Thanks for your message and welcome to the Prodigy community :wave:

It looks like the ner_manual annotation interface doesn't capture "text" for annotated spans by default.

We have an Annotation interface docs page that lists out all of the interfaces and has an example of what the output will look like.

For example, for ner_manual, the interface may look like:

while the default output would be:

{
  "text": "First look at the new MacBook Pro",
  "spans": [
    {"start": 22, "end": 33, "label": "PRODUCT", "token_start": 5, "token_end": 6}
  ],
  "tokens": [
    {"text": "First", "start": 0, "end": 5, "id": 0},
    {"text": "look", "start": 6, "end": 10, "id": 1},
    {"text": "at", "start": 11, "end": 13, "id": 2},
    {"text": "the", "start": 14, "end": 17, "id": 3},
    {"text": "new", "start": 18, "end": 21, "id": 4},
    {"text": "MacBook", "start": 22, "end": 29, "id": 5},
    {"text": "Pro", "start": 30, "end": 33, "id": 6}
  ]
}

Notice it doesn't have the "text". Instead, you only get the text for some when your pattern matches (e.g., you can see the additional "pattern" key to indicate which pattern matched).

I'm not 100% sure why but I would suspect that the raw "text" isn't needed in spaCy for training. Thus the idea was to leave it out to minimize unnecessary space (e.g., if you had a really large corpus with many annotated spans, it could inflate the size).

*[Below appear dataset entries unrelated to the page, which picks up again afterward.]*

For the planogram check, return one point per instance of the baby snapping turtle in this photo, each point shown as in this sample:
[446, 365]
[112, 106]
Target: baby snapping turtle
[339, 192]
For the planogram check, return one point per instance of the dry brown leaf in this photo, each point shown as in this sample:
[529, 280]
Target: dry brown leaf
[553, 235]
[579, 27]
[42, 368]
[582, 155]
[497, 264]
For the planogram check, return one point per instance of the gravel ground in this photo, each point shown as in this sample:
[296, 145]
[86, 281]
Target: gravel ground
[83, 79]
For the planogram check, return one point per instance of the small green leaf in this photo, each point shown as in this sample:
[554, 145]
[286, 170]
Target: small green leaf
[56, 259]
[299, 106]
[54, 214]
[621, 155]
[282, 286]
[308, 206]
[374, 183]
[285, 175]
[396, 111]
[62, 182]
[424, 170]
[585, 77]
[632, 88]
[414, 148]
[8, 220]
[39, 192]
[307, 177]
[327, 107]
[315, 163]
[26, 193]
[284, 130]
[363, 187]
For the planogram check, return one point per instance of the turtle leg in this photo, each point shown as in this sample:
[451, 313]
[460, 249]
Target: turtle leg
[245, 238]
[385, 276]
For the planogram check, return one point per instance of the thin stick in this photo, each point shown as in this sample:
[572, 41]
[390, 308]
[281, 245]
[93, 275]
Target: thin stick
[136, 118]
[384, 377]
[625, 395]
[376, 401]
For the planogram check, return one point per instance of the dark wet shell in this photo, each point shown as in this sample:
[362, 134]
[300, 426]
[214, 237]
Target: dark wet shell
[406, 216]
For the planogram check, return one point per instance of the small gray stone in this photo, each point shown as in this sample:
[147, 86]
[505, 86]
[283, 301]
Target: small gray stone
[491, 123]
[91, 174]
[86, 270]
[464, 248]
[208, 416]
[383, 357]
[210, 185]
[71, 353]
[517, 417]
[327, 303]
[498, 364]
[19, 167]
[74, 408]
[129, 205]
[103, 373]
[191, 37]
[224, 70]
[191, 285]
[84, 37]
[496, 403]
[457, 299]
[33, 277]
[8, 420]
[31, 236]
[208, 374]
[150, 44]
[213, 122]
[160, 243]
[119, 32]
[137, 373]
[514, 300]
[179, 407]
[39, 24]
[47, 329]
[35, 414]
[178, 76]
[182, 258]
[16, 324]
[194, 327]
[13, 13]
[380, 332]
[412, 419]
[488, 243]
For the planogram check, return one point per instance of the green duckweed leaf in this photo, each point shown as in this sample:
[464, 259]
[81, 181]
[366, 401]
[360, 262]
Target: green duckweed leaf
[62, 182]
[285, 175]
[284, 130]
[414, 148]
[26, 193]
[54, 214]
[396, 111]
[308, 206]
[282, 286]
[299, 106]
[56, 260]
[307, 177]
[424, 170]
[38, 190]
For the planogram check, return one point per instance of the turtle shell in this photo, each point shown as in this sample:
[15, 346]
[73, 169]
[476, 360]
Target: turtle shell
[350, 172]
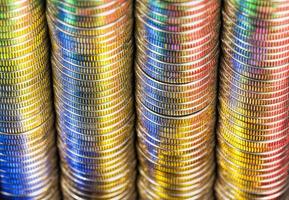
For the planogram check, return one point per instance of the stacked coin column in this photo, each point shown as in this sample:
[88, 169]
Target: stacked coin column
[28, 168]
[176, 62]
[92, 77]
[253, 127]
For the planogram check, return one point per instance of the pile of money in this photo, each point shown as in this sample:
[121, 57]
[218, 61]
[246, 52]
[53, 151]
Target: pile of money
[253, 129]
[175, 67]
[92, 78]
[28, 158]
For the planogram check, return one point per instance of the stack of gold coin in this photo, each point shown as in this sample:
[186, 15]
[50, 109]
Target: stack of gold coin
[253, 129]
[176, 62]
[92, 77]
[28, 167]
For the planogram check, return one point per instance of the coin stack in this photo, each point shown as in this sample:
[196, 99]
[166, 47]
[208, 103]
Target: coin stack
[177, 56]
[92, 76]
[28, 161]
[253, 127]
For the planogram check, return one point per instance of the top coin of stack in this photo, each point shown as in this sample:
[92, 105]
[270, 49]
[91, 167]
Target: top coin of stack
[253, 129]
[92, 76]
[177, 56]
[28, 167]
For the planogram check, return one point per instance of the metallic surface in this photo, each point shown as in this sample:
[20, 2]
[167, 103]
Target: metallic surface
[253, 129]
[28, 158]
[92, 79]
[175, 69]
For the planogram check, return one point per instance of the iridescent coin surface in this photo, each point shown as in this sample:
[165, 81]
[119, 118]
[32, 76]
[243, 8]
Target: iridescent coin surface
[175, 69]
[28, 157]
[253, 128]
[92, 52]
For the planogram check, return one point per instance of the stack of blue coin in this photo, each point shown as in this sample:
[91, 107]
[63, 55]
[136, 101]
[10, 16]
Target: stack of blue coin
[28, 158]
[92, 79]
[175, 67]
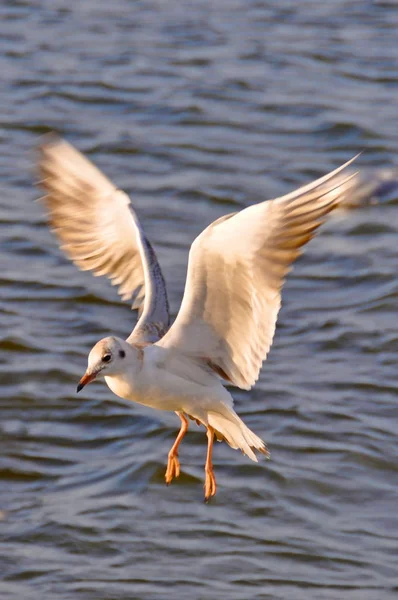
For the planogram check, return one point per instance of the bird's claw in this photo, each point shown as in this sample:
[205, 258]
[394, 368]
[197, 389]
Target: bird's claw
[210, 485]
[173, 468]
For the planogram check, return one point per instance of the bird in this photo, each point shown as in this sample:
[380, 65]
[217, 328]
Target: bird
[226, 322]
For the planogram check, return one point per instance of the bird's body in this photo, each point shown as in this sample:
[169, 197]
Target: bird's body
[226, 323]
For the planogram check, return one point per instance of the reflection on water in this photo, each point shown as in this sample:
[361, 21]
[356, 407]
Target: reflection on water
[198, 109]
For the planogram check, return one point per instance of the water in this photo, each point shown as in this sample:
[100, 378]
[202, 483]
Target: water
[198, 109]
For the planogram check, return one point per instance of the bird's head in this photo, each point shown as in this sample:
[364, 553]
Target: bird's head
[107, 358]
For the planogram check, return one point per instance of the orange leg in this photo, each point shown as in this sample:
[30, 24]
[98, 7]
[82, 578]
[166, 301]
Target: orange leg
[210, 481]
[173, 464]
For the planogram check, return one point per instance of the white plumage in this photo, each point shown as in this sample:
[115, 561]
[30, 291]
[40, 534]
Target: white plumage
[226, 323]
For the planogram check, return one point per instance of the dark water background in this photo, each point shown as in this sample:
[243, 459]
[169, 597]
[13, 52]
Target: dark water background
[198, 109]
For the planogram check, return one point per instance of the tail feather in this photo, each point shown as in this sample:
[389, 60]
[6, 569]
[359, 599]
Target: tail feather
[231, 428]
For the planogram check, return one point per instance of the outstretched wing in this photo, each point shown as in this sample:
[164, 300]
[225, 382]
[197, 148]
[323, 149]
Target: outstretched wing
[236, 271]
[100, 232]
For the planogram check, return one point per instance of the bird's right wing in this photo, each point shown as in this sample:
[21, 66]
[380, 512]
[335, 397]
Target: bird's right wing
[236, 271]
[99, 231]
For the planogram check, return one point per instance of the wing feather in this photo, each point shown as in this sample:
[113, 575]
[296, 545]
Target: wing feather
[236, 271]
[100, 232]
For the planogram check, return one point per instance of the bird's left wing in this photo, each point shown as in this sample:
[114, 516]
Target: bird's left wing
[236, 271]
[99, 231]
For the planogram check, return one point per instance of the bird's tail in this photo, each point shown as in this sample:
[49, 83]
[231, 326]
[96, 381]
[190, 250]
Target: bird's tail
[231, 428]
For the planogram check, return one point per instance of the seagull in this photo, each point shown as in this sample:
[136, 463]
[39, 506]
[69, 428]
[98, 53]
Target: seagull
[226, 323]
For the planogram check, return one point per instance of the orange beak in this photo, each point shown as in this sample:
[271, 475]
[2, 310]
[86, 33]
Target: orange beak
[87, 378]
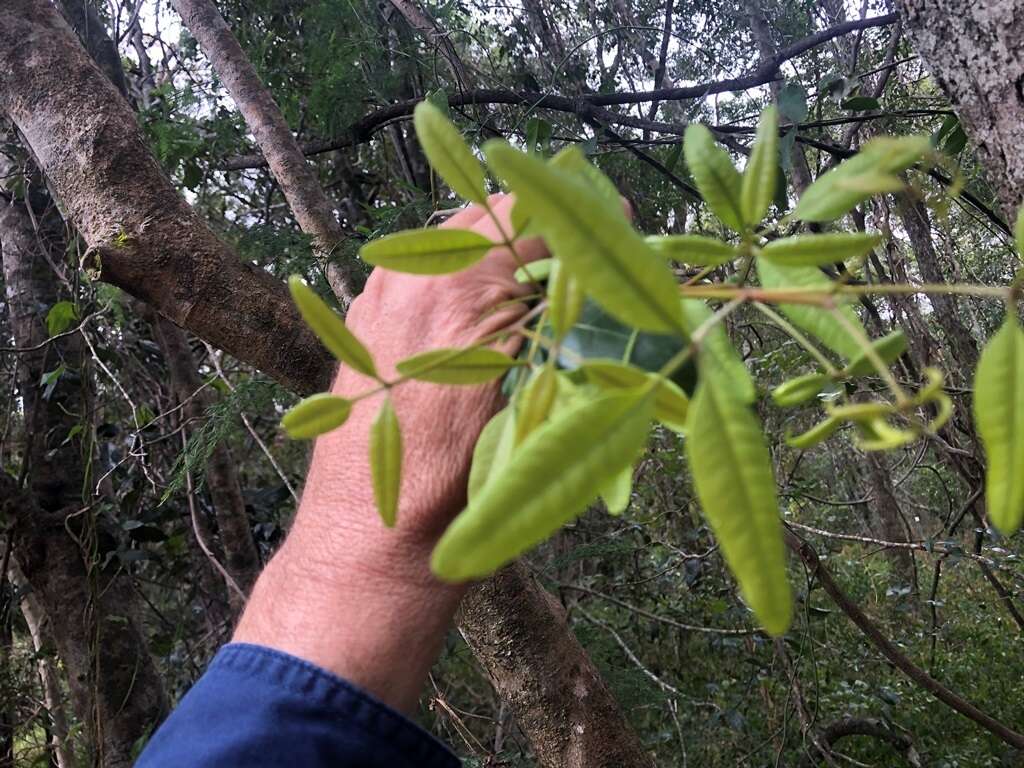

Hopefully that helps to confirm that this is an intended behavior.

Also, note in the ner_manual interface this point:

Note that the "token_end" value of the spans is inclusive and not exclusive (like spaCy’s token indices for Span objects or list indices in Python). So a span with start 5 and end 6 will include the tokens 5 and 6 and the token span in spaCy would be doc[token_start : token_end + 1] . We’re hoping to make this consistent in the future, but it’d be a breaking change and require a new version of Prodigy’s data format.

This tricked me too at some point it's important to be aware if you switch between spaCy and Prodigy. Hopefully this may prevent confusion down the road if you manually calculate text.

Thank you @ryanwesslen! I noticed the text was only present in instances where a pattern matched. I really appreciate the thorough explanation.